When you get home from the store, Riggs said to take the time to wash, dry, chop, dice, slice and place your fresh food items in clear storage containers for snacks and easy cooking.

Befriend your freezer and visit it often, he said.

“Freeze food such as bread, sliced fruit or meat that you don’t plan on eating immediately,” he said.

The third thing families can do to help the environment is composting. Yard waste and food waste account for about 20 to 30% of the household’s waste stream. Compost is a decayed mixture of plant waste that is used to improve the soil in gardens and yards. You can make compost from yard waste, food waste or both.

These actions are better than adding such waste to landfills or dumping. Burning, Riggs said, is no better as it causes air pollution.
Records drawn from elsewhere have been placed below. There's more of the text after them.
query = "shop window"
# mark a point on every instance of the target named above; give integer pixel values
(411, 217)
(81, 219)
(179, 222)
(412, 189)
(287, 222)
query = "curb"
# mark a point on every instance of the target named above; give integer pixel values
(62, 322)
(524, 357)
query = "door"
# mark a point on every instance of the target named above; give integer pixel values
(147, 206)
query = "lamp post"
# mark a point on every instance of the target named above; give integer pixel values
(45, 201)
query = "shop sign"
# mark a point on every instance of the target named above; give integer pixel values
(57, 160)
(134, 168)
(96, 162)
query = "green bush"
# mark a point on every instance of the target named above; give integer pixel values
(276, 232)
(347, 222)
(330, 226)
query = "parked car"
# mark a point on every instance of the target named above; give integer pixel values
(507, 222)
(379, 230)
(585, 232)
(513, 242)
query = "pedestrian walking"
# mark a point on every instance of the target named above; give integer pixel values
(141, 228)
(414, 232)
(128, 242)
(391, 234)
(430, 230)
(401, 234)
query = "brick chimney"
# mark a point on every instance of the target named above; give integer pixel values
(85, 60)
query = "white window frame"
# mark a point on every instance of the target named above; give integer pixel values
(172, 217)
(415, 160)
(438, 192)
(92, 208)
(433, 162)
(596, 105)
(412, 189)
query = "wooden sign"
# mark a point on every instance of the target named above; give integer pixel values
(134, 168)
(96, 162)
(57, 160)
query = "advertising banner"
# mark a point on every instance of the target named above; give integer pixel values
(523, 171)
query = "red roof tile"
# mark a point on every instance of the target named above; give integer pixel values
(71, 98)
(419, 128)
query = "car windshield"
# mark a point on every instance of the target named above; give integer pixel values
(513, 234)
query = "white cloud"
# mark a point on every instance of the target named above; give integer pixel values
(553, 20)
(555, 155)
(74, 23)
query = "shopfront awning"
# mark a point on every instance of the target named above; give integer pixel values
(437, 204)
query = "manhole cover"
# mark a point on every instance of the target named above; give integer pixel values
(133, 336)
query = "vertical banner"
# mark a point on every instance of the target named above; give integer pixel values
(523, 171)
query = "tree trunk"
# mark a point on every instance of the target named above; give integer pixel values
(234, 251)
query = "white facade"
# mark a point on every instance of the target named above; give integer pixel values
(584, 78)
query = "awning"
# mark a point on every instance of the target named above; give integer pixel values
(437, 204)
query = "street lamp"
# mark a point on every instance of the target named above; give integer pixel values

A compost bin can work for leaves and grass clippings along with food waste. There are four types of ingredients needed to make great compost: browns for carbon, greens for nitrogen, air for organisms and water for moisture.

Acceptable things to add to the compost bin include: raw or cooked fruits and vegetables, breads and grains, coffee grounds and coffee paper filters, grass clippings, paper tea bags, hair and fur, dryer and vacuum cleaner lint, hay and straw, used potting soil, wood chips and cardboard rolls.

There are several things not to add to a compost bin: metal, glass, plastic, dairy products, fat or lard, meat or seafood scraps, yard trimmings treated with chemical pesticides, coal, Firestarter logs or treated wood.